Scant Verses Quarter Inch Seams - Great Quilting Debate Podcast #52

Hello my quilting friends! I'm back today with a Great Quilting Debate all about piecing and quilt patchwork. Do you piece with a scant quarter or an accurate quarter inch seam allowance? What even is a SCANT quarter? Learn more about this confusing quilting term in this new podcast episode:

If you'd prefer just to listen to me clatter around the kitchen, here's a player for you to listen or download the episode:

Quick links to things mentioned in this podcast:

Prism Path Baby Quilt Along

Prism Path Quilt Along

How to quilt square spiral

New Walking Foot Designs

Explore Walking Foot Quilting Book

Hello My Quilting Friends

More Podcast Episodes

Scant Verses Quarter Inch Seam Allowance

Scant quarter inch seams aren't my favorite. How this was explained to me back in 2005 when I started quilting was 1 thread width less than a 1/4-inch seam. Umm....okay.

Scant verses quarter inch seamsThis is very subjective, not to mention very challenging to measure. What would that measurement even look like on a ruler?

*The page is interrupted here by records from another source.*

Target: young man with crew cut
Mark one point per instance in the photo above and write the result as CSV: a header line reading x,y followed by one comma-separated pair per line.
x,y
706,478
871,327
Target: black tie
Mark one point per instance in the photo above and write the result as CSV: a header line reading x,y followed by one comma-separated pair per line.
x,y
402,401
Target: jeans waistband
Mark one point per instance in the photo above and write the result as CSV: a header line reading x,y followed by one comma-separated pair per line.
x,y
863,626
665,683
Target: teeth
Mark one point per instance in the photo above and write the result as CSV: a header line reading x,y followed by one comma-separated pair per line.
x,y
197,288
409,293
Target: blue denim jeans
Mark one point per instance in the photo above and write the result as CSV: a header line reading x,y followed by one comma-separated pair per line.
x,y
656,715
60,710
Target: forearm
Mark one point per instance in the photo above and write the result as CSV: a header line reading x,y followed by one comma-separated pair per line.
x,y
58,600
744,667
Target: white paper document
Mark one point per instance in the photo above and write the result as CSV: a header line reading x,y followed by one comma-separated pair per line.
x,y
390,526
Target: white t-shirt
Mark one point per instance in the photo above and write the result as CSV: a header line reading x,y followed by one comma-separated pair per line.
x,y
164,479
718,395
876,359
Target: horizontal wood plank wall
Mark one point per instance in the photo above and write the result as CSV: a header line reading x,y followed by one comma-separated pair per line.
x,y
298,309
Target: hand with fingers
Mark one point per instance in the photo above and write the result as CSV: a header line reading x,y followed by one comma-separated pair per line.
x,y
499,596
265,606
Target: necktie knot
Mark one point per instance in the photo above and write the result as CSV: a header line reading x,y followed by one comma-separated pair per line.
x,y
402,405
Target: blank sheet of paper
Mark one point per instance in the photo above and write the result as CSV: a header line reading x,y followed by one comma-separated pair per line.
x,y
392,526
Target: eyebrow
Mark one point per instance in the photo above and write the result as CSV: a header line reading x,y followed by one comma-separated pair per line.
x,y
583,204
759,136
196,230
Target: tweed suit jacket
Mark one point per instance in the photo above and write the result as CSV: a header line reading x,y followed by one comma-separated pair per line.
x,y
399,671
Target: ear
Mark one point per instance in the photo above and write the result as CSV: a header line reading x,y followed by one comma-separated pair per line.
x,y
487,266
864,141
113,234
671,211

It's very hard to measure, it's hard to even explain which is why I don't use it, nor do I mention scant seams in my patterns or books. This has sometimes come up when I'm teaching and has confused quilters not already confused by scant quarter.

How can you piece accurately without piecing a scant quarter?

I take a few extra steps to prep my machine before I begin quilting. I attach a 1/4-inch patchwork foot, then I change the stitch length to 1.5 mm. This produces a nice tight, secure stitch and it ensures the thread takes up less space in the seam.

I also piece with thin thread. My favorite is Aurifil 50 weight Mako cotton which is super thin, but very strong. It's very annoying to use thread that's so thin it keeps breaking, but I find it's the perfect balance with Aurifil 50 wt.

Each of these things results in a more accurate seam, but the only way to know it's working is if you measure it. I've kept a ruler near my machine for years for exactly this purpose. I measure every seam to check if it's accurate before piecing the next seam of the block. This is a great habit to get into if you're wanting to seriously improve your piecing skills very quickly.

If you don't really care if your seams match or your points are pointy, just keep piecing the way you've been piecing thus far and enjoy making quilts the way you like!

Extra News from Around the House

I was a bit distracted at the beginning of this podcast because well, there's only so much brain power I have to spread around and at the end of the day, and particularly with bacon all over my hands, I couldn't remember all the things I wanted to share.

One big thing is Mally the Maker. Josh just handed the book back to me and GLUP! There's a lot of work to be done! I'm clearing the decks and lightening my load so I can focus completely on this fiction novel.

I'm also starting to think about the sequel to Explore Walking Foot Quilting. Yes, even non-fiction books can run in series! The next book will be Explore Free Motion Quilting with Leah Day and I'm already thinking about the quilting designs and quilts I'd like to feature in this book.

Is there something you'd love to see in this book that I didn't cover in the last one? Do you wish I'd make a tutorial on something in particular?